TB is a disease of poverty; virtually all TB deaths occur in the developing world, affecting mostly young adults in their most productive years. TB especially affects the most vulnerable, such as the poorest and malnourished.
TB is a leading killer among HIV-infected people with weakened immune systems; a quarter of a million TB deaths are HIV-associated — most of them in Africa.
Global TB incidence is still growing at 1% every year because of the rapid increase in Africa; intense control efforts are helping incidence fall or stabilize in other regions.
2 billion people — one third of the world’s population — are infected with TB bacilli, the microbes that cause TB. 1 in 10 people infected with TB bacilli will become sick with active TB in their lifetime; people with HIV are at a much greater risk.
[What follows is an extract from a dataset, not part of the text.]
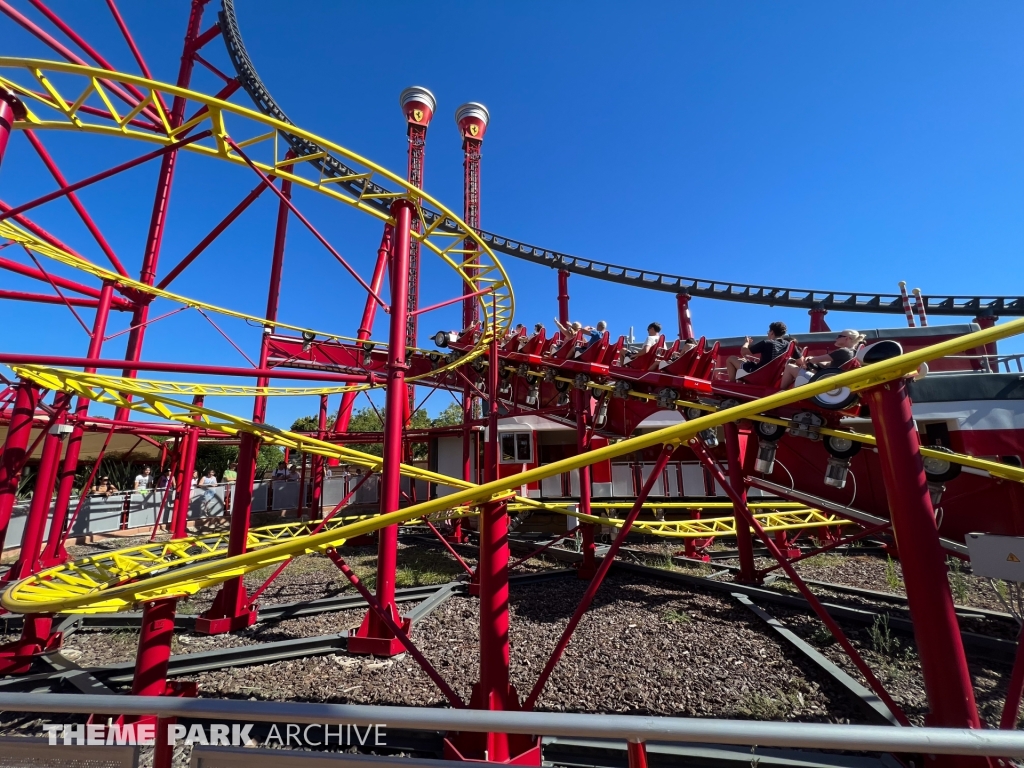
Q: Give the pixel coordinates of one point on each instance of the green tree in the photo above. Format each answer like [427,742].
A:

TB is contagious and spreads through the air; if not treated, each person with active TB infects on average 10 to 15 people each year; TB is a worldwide pandemic; though the highest rates per capita are in Africa (29% of all TB cases), half of all news cases are in 6 Asian countries — Bangladesh, China, India, Indonesia, Pakistan and the Philippines.
Almost 9 million new TB cases occurred in 2004 — 80% of them in 22 countries; Multidrug-resistant TB (MDR-TB) is a form of TB that does not respond to the standard drug treatment. MDR-TB is present in virtually all 109 countries recently surveyed by WHO and partners
Observed annually on 24 March, World Tuberculosis Day (World TB Day) raises awareness about the global epidemic and efforts to eliminate a disease. Since WHO launched a global TB strategy in 1993, more than 50 million people have been successfully treated for this highly contagious disease, and 20 million lives saved.
In 1993, WHO declared the spread of tuberculosis a global public health emergency.
Within a decade, a strategy had been adopted in nearly every country in the world. The epidemic began a slow but steady decline.